We believe that asset finance follows the same trajectory as the other two sectors, and COG is very well established in this market, being the most important in what it does. So this gives them the opportunity to sell other products over time as the asset funding relationship between client and broker can be very strong.

A typical product would be, say you had to buy a bit of yellow kit for farming or construction – and you need a tractor or ute, then COG, through their network of brokers, is the one to organize. funding for it.

I have already mentioned insurance and obviously the key to this market, one of the keys is Closed here in Australia. And some of the ex-Steadfast people, including Cameron McCullagh who set this up, are involved in COG. So there is this flavor.

They had a really good FY21 but I think there is still a long way to go in terms of the underlying tailwinds that we see in a lot of the industries that they operate in. Obviously, agriculture is strong, construction and housing and so on, this should be relatively strong over the next few moments.

All these factors, as well [as] the stimulus around the instant active radiation programs should all be beneficial to the COG in the medium to long term.

MF: And the other?

Again, this is not necessarily our biggest but an important one for us is Big River Industries Ltd (ASX: BRI).

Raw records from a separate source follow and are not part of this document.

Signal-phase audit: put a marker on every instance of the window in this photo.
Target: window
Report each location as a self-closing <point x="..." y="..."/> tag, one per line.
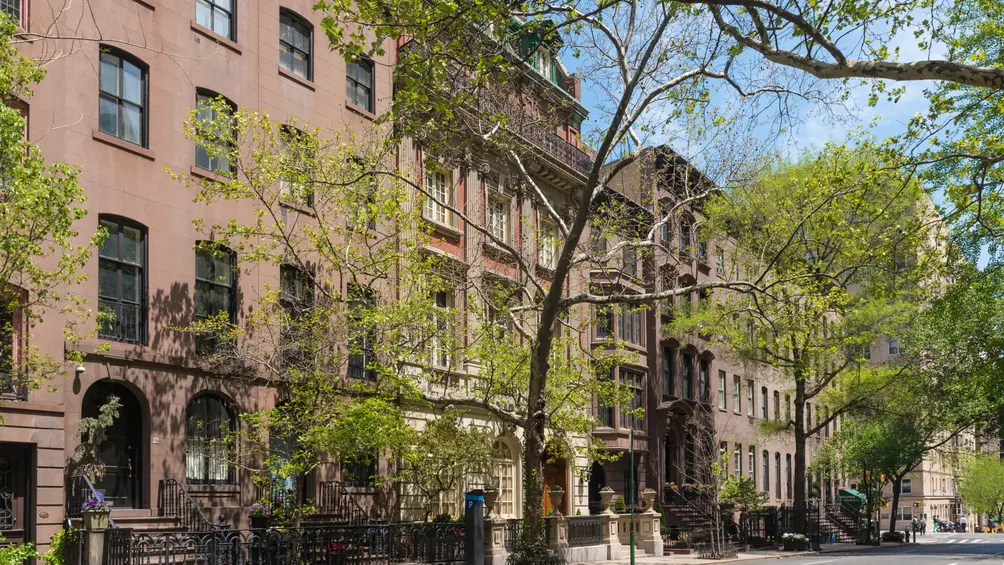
<point x="634" y="380"/>
<point x="297" y="163"/>
<point x="504" y="477"/>
<point x="438" y="187"/>
<point x="295" y="41"/>
<point x="13" y="9"/>
<point x="440" y="345"/>
<point x="685" y="233"/>
<point x="359" y="84"/>
<point x="214" y="289"/>
<point x="121" y="292"/>
<point x="547" y="252"/>
<point x="688" y="370"/>
<point x="362" y="337"/>
<point x="630" y="261"/>
<point x="217" y="15"/>
<point x="358" y="472"/>
<point x="737" y="461"/>
<point x="777" y="475"/>
<point x="216" y="157"/>
<point x="766" y="471"/>
<point x="209" y="428"/>
<point x="669" y="371"/>
<point x="122" y="96"/>
<point x="737" y="394"/>
<point x="631" y="326"/>
<point x="604" y="322"/>
<point x="749" y="397"/>
<point x="703" y="377"/>
<point x="497" y="214"/>
<point x="787" y="475"/>
<point x="721" y="389"/>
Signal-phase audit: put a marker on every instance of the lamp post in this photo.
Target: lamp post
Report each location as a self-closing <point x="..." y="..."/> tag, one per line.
<point x="632" y="491"/>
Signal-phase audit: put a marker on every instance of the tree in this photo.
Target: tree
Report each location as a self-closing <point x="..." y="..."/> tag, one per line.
<point x="40" y="258"/>
<point x="982" y="486"/>
<point x="840" y="277"/>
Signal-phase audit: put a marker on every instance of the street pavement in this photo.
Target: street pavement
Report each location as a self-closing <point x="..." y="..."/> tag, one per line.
<point x="932" y="549"/>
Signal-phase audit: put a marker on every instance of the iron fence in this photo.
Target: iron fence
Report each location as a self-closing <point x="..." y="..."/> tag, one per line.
<point x="340" y="545"/>
<point x="585" y="530"/>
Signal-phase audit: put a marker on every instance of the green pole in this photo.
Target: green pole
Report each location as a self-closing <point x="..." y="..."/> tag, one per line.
<point x="632" y="491"/>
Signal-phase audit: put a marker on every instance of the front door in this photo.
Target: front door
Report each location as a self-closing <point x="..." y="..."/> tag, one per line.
<point x="120" y="453"/>
<point x="14" y="493"/>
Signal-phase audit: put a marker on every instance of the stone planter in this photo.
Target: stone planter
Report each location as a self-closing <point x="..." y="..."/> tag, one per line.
<point x="648" y="497"/>
<point x="95" y="520"/>
<point x="491" y="497"/>
<point x="605" y="499"/>
<point x="555" y="498"/>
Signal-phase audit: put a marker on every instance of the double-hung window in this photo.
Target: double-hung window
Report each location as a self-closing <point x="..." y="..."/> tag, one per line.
<point x="217" y="15"/>
<point x="359" y="84"/>
<point x="214" y="289"/>
<point x="121" y="292"/>
<point x="295" y="45"/>
<point x="122" y="96"/>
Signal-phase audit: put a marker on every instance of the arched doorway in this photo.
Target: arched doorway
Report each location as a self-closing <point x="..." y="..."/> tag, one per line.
<point x="121" y="452"/>
<point x="597" y="480"/>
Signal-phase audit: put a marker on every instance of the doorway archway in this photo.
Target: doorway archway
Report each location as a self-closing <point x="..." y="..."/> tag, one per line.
<point x="121" y="452"/>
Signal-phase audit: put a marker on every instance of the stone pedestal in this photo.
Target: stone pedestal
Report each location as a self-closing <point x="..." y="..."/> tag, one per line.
<point x="610" y="537"/>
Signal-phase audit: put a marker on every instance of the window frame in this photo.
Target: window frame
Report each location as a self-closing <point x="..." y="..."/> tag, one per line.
<point x="353" y="84"/>
<point x="291" y="20"/>
<point x="207" y="456"/>
<point x="118" y="98"/>
<point x="143" y="267"/>
<point x="213" y="6"/>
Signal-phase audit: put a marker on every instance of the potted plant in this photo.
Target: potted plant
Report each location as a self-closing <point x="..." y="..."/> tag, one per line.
<point x="491" y="497"/>
<point x="94" y="511"/>
<point x="259" y="513"/>
<point x="555" y="494"/>
<point x="648" y="497"/>
<point x="605" y="498"/>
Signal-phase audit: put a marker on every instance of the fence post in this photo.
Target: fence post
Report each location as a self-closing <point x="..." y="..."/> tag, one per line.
<point x="474" y="528"/>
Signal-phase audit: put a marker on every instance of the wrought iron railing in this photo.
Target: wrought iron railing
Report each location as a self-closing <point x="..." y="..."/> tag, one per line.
<point x="513" y="534"/>
<point x="335" y="501"/>
<point x="174" y="501"/>
<point x="585" y="530"/>
<point x="338" y="545"/>
<point x="78" y="490"/>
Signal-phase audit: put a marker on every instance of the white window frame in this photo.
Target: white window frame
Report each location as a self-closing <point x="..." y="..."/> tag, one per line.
<point x="440" y="185"/>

They are in fact [an] company over 100 years old, despite listing on ASX in early April 2017, I think it was.

It is a building materials and distribution company. And if you think about Bunnings and Tab 10… They are mainly retail businesses. This is a business only, so there is absolutely no retail store footprint.

Like I said, they supply and distribute building materials. Say lumber and firm, plywood and formwork, and architectural products. They have about 22 locations across the country at the moment where they sell products. And they also have manufacturing operations, where they manufacture niche products like formly and some architectural products.

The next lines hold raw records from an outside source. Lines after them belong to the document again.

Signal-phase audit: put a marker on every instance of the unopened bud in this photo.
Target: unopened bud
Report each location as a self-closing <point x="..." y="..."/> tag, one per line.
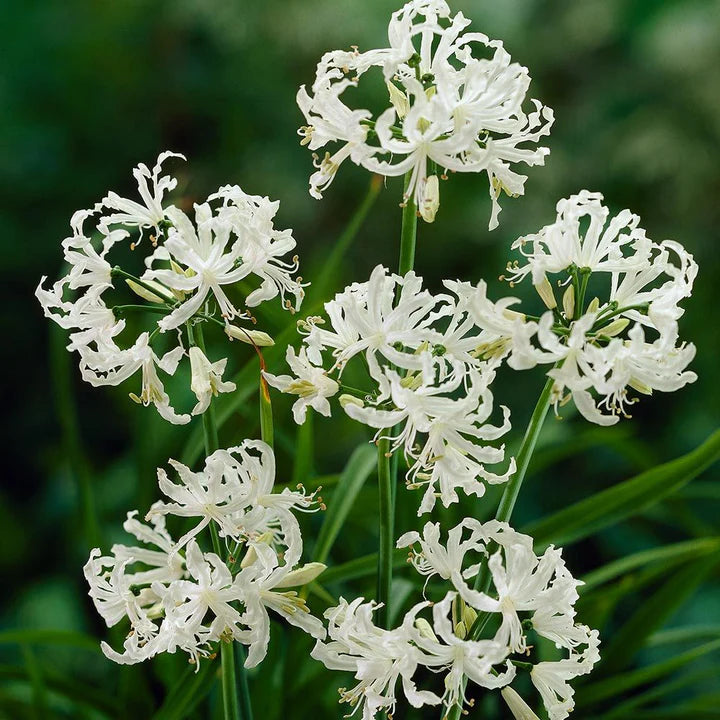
<point x="518" y="707"/>
<point x="469" y="616"/>
<point x="544" y="290"/>
<point x="251" y="337"/>
<point x="615" y="327"/>
<point x="159" y="296"/>
<point x="399" y="100"/>
<point x="569" y="302"/>
<point x="460" y="630"/>
<point x="346" y="400"/>
<point x="302" y="575"/>
<point x="640" y="386"/>
<point x="431" y="199"/>
<point x="425" y="629"/>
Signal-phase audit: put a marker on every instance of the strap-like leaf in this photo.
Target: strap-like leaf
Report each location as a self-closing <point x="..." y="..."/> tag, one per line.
<point x="626" y="499"/>
<point x="358" y="469"/>
<point x="677" y="552"/>
<point x="610" y="687"/>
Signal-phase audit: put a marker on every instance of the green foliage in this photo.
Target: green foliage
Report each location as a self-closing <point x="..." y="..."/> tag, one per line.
<point x="90" y="89"/>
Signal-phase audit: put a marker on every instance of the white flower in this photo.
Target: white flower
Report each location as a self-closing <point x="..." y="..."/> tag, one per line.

We believe this company is run by a great CEO who knows all about this area. And we think there is a very big opportunity to grow from here. Like I said, they’re only 20 years old in terms of the sites they operate. It’s a very, very big [addressable] Marlet. We believe, for example, that they only have one site in Sydney. Their peers would have much more than that in terms of sites per capital. So there is a long way to go in terms of the benefits of site mergers and acquisitions, as well as the ability to derive strong revenue synergies from them, for example by buying a new site, an existing site that fits in with the rest of the group. , you then have the option of selling all of your existing products and distribution capabilities to that new asset that you have purchased. In turn, you get margin expansion with scale, and we’re starting to see that now materialize across the BRI group.

Second, the construction cycle peaked in 2017 and has been declining since then. And I certainly think with the example of [government program] HomeBuilder, there’s obviously been a lot of building approvals lately. Much has not changed yet. We therefore believe that the construction cycle is here to last in the medium term. It’s definitely on the uptrend and it should benefit Big River.

MF: It also gives a dividend.

RM: Yes. As I said at the start, this is a 100+ year old company and has been paying dividends for a very long time, through many, many cycles. For us, it’s a big factor that the business is able to survive all kinds of cycles and certainly thrive in some as well, as we are seeing right now.